BOGOTA, Colombia -- Nearly 25 years ago, Gustavo Petro went from being an urban guerrilla to a dogged politician who became a senator, a presidential candidate and, in 2011, the mayor of Colombia’s capital city of 7 million. In the process, he became a powerful symbol for what other guerrillas in the conflict-riddled country might expect if they swapped bullets for ballots.
On Monday, the inspector general’s office tried to put an end to Petro’s rise, ratifying a Dec. 9 ruling that ousts him from city hall and bans him from politics for 15 years.
It’s not clear when the ruling will take effect, and Petro says he won’t leave until President Juan Manuel Santos ratifies it. Petro has promised not to go quietly.

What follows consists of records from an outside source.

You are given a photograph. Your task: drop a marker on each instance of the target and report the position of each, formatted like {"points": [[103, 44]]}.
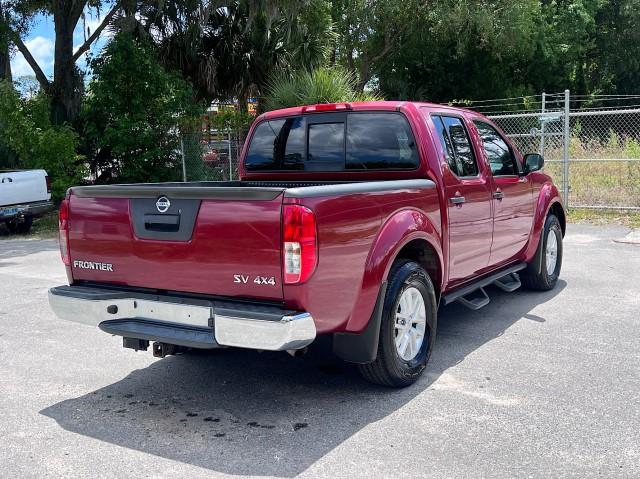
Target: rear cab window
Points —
{"points": [[351, 141]]}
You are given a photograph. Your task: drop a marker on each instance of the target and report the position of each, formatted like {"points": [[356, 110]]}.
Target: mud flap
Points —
{"points": [[362, 348]]}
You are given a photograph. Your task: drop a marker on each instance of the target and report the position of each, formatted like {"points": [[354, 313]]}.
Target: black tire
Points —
{"points": [[389, 369], [536, 276], [22, 226]]}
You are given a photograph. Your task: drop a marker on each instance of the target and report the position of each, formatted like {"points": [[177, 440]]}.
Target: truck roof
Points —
{"points": [[355, 106]]}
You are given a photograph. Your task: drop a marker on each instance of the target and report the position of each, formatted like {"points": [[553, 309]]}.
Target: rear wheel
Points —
{"points": [[407, 330], [543, 275], [20, 226]]}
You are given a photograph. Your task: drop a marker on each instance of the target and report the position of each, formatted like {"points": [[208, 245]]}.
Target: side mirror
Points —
{"points": [[533, 162]]}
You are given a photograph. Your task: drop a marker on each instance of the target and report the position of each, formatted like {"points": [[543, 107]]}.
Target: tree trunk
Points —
{"points": [[5, 59], [67, 87]]}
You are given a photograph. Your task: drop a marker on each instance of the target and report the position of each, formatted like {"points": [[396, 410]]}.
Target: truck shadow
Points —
{"points": [[248, 413]]}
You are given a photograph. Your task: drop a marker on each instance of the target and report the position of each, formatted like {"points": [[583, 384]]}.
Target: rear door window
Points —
{"points": [[456, 145], [501, 159], [333, 142]]}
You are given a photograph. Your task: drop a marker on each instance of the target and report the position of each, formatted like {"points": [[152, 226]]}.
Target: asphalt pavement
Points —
{"points": [[533, 385]]}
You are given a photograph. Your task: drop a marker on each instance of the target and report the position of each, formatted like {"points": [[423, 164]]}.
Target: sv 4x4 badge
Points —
{"points": [[240, 278]]}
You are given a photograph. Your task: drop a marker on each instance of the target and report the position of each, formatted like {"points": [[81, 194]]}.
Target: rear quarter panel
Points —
{"points": [[358, 236]]}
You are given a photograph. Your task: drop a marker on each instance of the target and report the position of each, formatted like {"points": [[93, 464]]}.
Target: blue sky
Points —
{"points": [[40, 41]]}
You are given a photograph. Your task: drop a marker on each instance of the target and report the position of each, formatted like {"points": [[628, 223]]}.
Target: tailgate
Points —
{"points": [[222, 241]]}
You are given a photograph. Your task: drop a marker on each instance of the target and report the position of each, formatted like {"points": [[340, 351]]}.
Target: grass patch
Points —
{"points": [[630, 219], [44, 227]]}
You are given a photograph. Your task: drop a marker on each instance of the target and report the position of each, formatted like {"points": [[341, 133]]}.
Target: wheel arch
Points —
{"points": [[409, 234]]}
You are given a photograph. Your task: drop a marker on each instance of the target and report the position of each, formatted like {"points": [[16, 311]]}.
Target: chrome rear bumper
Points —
{"points": [[186, 321]]}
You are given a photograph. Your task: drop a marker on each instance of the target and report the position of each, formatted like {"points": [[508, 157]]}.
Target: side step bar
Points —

“From Bogotá, we call on all the democratic forces of the country and all the citizens to mobilize against this coup,” Petro wrote on Twitter shortly after the announcement was made.
In Monday’s ruling, Inspector General Alejandro Ordóñez maintained that Petro violated the constitution and broke environmental regulations when he ordered the city to take over trash collection in 2012. The transition was messy, leaving tons of garbage on the streets for a few days and forcing the city to use dump trucks due to the lack of garbage haulers.
Petro says the change saved the city money and was needed to comply with a requirement that informal recyclers be integrated into the waste-collection system. He says Ordóñez is on a right-wing vendetta and is using the garbage crisis as an excuse.
Petro has had a rough ride as mayor. His critics have accused him of being authoritarian, and he was never particularly popular. But the inspector general’s decision has brought him a groundswell of support.
“I didn’t vote for him and I never liked him, but he won the elections,” said Enrique Uribe, a 53-year-old architect. “The inspector general is absolutely intolerant and can’t accept the fact that a former guerrilla is the mayor of Bogotá.”
A 53-year-old economist, Petro was in his 20s when he joined the now defunct M-19 guerrilla movement. He was jailed for two years in the 1980s and tortured. Upon his release, he helped broker a peace deal with the government that became a model for other Latin American rebel groups. Since then, he has risen through the political ranks, helping author the 1991 constitution and working as a legislator who uncovered some of the nation’s biggest scandals. Although he lost a 2010 presidential bid, Petro was seen as a future contender.
On Monday night, as in days past, thousands of people were expected to congregate in front of city hall to back the mayor.
Petro had been hoping to buy time. The Inter-American Human Rights Commission is reviewing his case, and he was facing a March 2 recall vote that he was confident he could win.
If the rights commission rules in his favor, it’s likely that he will have his political rights restored, said Sandra Borda, a political analyst at the Universidad de los Andes in Bogotá. The country has a track record of complying with the commission, she said.
However, “if he is banned from politics for 15 years, he’s politically dead in this country,” she said. “This is as far as Petro made it. The inspector general has that kind of power.”
But the office may not have that sway for long. The inspector general is appointed by congress, and the position has become a powerful tool in the hands of Ordóñez. During his first four years in office, he deposed 828 mayors and 49 governors, according to Semana magazine.
That has sparked calls for reform.
“We have to review the constitutional norms that give a government official the power to ban people from politics who have been elected by the popular vote,” said Minister of Justice Alfonso Gómez Méndez.
Petro’s removal means that Latin America’s second-largest capital will be forced into a special election during an already packed political period. Legislative elections will be held in March and presidential elections will be held in May. The sudden vacancy at city hall could shake up both of those races as candidates throw their hat into the ring for the mayor’s job.
It could also rattle ongoing peace talks with the country’s largest guerrilla group, the Revolutionary Armed Forces of Colombia. Among the issues they’re negotiating in Havana: their role in politics.